Luis Jiménez, a first-generation American, was born in El Paso, Texas. He studied and worked most of his life in the southwest region of the United States where he was born and raised. He described his roots as being partly in Mexico and partly in Texas. This Chicano experience and perspective had tremendous impact on his art. Jiménez’s early training in art started when he was six, working in his father’s sign shop. Studying architecture at the University of Texas in Austin, he lived for a short period in Mexico and New York, but eventually settled in the southwest from 1970 to the day he died.
He is most widely known for his large scale fiberglass sculptures, where he took a medium most closely associated with cars and appropriated it for “fine art” purposes. Combining the pop medium of fiberglass with more traditional southwest themes, Jiménez brought Native American, Chicano, and Mexican figures into the traditional art setting.
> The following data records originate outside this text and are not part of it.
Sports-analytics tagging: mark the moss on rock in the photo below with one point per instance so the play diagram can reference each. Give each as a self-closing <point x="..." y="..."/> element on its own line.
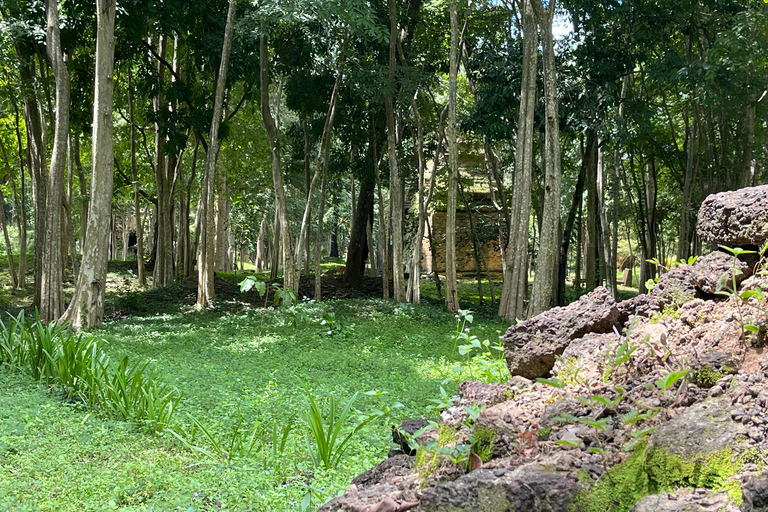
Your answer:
<point x="654" y="470"/>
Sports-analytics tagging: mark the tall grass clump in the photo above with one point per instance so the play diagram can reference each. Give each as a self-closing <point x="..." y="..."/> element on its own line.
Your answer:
<point x="77" y="369"/>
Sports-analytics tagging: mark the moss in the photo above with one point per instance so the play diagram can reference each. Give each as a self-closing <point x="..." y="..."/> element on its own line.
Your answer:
<point x="706" y="377"/>
<point x="753" y="456"/>
<point x="569" y="371"/>
<point x="428" y="461"/>
<point x="654" y="470"/>
<point x="482" y="442"/>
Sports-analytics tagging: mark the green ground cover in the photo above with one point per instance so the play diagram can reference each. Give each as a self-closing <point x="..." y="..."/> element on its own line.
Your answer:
<point x="245" y="366"/>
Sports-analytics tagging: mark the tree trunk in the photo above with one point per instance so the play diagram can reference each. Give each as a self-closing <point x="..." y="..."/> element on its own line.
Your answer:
<point x="565" y="243"/>
<point x="87" y="307"/>
<point x="609" y="269"/>
<point x="51" y="288"/>
<point x="308" y="197"/>
<point x="164" y="168"/>
<point x="591" y="257"/>
<point x="8" y="248"/>
<point x="357" y="251"/>
<point x="451" y="282"/>
<point x="36" y="149"/>
<point x="142" y="274"/>
<point x="223" y="262"/>
<point x="4" y="221"/>
<point x="206" y="257"/>
<point x="395" y="179"/>
<point x="320" y="220"/>
<point x="544" y="282"/>
<point x="322" y="157"/>
<point x="684" y="234"/>
<point x="290" y="280"/>
<point x="512" y="302"/>
<point x="20" y="200"/>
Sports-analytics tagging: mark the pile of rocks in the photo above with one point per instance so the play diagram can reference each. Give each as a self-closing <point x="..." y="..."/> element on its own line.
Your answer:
<point x="702" y="442"/>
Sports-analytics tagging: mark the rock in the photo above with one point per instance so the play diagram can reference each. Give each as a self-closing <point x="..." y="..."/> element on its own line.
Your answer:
<point x="410" y="427"/>
<point x="641" y="305"/>
<point x="755" y="493"/>
<point x="473" y="392"/>
<point x="736" y="218"/>
<point x="390" y="479"/>
<point x="684" y="500"/>
<point x="700" y="430"/>
<point x="529" y="488"/>
<point x="675" y="287"/>
<point x="584" y="359"/>
<point x="530" y="347"/>
<point x="713" y="366"/>
<point x="715" y="271"/>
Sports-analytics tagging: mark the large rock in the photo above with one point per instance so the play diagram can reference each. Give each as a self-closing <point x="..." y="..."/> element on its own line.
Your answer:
<point x="392" y="478"/>
<point x="527" y="488"/>
<point x="531" y="347"/>
<point x="473" y="392"/>
<point x="703" y="429"/>
<point x="715" y="272"/>
<point x="684" y="500"/>
<point x="735" y="218"/>
<point x="755" y="493"/>
<point x="675" y="287"/>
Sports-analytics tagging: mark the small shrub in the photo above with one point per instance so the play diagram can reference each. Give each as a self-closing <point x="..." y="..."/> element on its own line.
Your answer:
<point x="77" y="367"/>
<point x="326" y="429"/>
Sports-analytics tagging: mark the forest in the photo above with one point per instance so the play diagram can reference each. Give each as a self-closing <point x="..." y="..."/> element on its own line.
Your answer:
<point x="243" y="239"/>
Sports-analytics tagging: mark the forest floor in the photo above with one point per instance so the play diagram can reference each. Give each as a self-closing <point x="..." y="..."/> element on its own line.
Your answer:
<point x="240" y="369"/>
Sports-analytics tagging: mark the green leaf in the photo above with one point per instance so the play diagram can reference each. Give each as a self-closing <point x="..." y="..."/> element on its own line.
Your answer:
<point x="554" y="382"/>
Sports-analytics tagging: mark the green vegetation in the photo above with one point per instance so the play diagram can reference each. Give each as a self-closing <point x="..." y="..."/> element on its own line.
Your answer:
<point x="244" y="375"/>
<point x="651" y="471"/>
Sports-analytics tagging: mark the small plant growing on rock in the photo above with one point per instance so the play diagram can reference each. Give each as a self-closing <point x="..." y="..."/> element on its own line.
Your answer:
<point x="741" y="299"/>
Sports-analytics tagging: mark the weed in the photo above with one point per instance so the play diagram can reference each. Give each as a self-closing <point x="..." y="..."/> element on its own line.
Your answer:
<point x="326" y="429"/>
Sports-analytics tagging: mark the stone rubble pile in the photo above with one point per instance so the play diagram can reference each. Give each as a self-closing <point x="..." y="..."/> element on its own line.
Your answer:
<point x="706" y="444"/>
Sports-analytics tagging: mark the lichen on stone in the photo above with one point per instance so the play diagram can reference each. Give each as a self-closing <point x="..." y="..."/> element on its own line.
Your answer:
<point x="651" y="470"/>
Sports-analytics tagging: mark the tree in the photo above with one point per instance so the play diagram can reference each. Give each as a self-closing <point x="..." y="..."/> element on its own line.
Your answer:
<point x="544" y="283"/>
<point x="206" y="259"/>
<point x="87" y="307"/>
<point x="511" y="304"/>
<point x="451" y="285"/>
<point x="51" y="287"/>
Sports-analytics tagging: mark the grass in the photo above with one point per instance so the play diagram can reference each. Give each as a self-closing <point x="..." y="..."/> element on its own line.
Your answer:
<point x="247" y="366"/>
<point x="243" y="441"/>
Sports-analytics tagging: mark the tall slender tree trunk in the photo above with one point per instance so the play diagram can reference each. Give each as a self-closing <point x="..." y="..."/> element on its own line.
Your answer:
<point x="544" y="283"/>
<point x="223" y="231"/>
<point x="617" y="180"/>
<point x="21" y="201"/>
<point x="87" y="307"/>
<point x="609" y="268"/>
<point x="591" y="256"/>
<point x="206" y="257"/>
<point x="51" y="287"/>
<point x="4" y="221"/>
<point x="36" y="153"/>
<point x="451" y="281"/>
<point x="395" y="179"/>
<point x="512" y="302"/>
<point x="319" y="234"/>
<point x="290" y="280"/>
<point x="142" y="274"/>
<point x="684" y="235"/>
<point x="565" y="243"/>
<point x="164" y="168"/>
<point x="321" y="165"/>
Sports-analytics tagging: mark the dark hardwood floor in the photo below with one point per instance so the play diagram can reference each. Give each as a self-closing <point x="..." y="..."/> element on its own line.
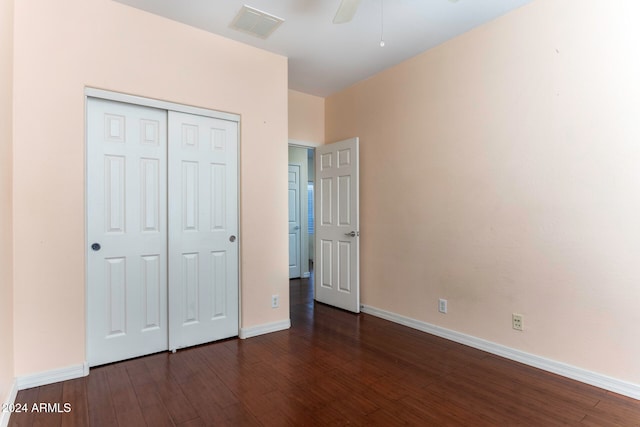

His work was celebrated in many exhibitions, including a 1994 major retrospective at the National Museum of American Art . He also received prestigious grants from the Rockefeller Foundation and the National Endowment for the Arts and is the collection of Arizona State University, Nelson Fine Arts Center Tempe, Arizona, Art Museum of Southeast Texas Beaumont, Texas, Jack S. Blanton Museum of Art, Austin, Texas, TheChazen Museum of Art, Madison, Wisconsin, El Paso Museum of Art, El Paso, Texas, Iowa State University, Long Beach Museum of Art, Long Beach, California, New Mexico Museum of Art, Santa Fe, New Mexico, Plains Art Museum, Fargo, North Dakota, Roswell Museum and Art Center, Roswell, New Mexico, Saint Louis University, St. Louis University Museum of Art, Saint Louis, Missouri, Smithsonian American Art Museum, Washington, D.C.